Key data concept – data queries
Our final data concept in this chapter is the idea of a data query, which is usually achieved using some flavor of SQL, a standard language to interact with databases. Although SQL varies a little from database to database, the basic syntax is fairly consistent. If you don't already have experience using SQL and you want to develop your data analysis skills, you will have to learn more about this key analytics tool.
When you work with text files and spreadsheets, the only practical way you can manipulate large amounts of data is at the column level, removing entire columns that you don't want. What if you want to manipulate the rows in a large dataset? In a spreadsheet, you could of course, use filters to remove rows.
Overall, however, manipulating data in this way is more tedious and potentially more error prone than using a single SQL statement. What if you want to involve more than one table in your "filter"? You can also take advantage of the enormous power of databases to handle large amounts of data and process complex queries.

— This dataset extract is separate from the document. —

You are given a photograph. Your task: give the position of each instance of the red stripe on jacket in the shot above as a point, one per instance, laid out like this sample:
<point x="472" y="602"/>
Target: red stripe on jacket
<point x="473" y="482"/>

Anatomy of a SQL statement
A basic SQL statement has just three elements, highlighted in the following code in all caps:
SELECT column_name_1, column_name_2, …, column_name_n FROM schema_name.data_table_name WHERE condition
You need to provide a schema_name
. Remember when we connected to a database, we saw a set of logical containers into which the tables were organized. These are examples of schemas. The terminology schema may mean slightly different things in different databases, but most organize the tables into a set of logical containers, and you need to prefix table names in your query with the container name using a dot to separate the two elements.

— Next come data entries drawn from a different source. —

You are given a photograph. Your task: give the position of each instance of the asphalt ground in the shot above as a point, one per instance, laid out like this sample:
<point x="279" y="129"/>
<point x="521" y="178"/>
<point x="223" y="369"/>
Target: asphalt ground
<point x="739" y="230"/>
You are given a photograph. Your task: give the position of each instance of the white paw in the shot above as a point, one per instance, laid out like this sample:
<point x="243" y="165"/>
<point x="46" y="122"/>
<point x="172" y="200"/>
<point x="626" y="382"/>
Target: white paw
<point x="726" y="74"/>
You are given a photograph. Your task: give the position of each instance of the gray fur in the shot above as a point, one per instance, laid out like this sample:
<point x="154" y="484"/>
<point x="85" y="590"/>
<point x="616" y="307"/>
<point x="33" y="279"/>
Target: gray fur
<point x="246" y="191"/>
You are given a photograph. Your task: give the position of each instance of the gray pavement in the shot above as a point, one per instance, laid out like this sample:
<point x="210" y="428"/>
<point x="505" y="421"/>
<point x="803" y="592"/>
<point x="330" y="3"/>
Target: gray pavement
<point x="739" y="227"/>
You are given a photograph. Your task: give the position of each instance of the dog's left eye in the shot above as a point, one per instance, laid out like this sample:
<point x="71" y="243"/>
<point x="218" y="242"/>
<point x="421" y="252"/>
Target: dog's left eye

Often, a database administrator will create what is known as a view. These are pre-written, often quite complex, queries spanning multiple tables that define a particular dataset. As an end user, you can use them just like tables.
Tip
If you have a complex data requirement that you feel is beyond your SQL skills, talk to a database administrator or developer and get them to create a view for you. You can then select from the view as though it were a single table.
The SELECT
and FROM
clauses are mandatory, but the WHERE
condition is optional and is just a logical expression to limit the data that is returned. For example:
WHERE column_name_1 = 'some text' AND column_name_2 > 4
If you want to include more than one table in your query, you will have to use what is known as a join.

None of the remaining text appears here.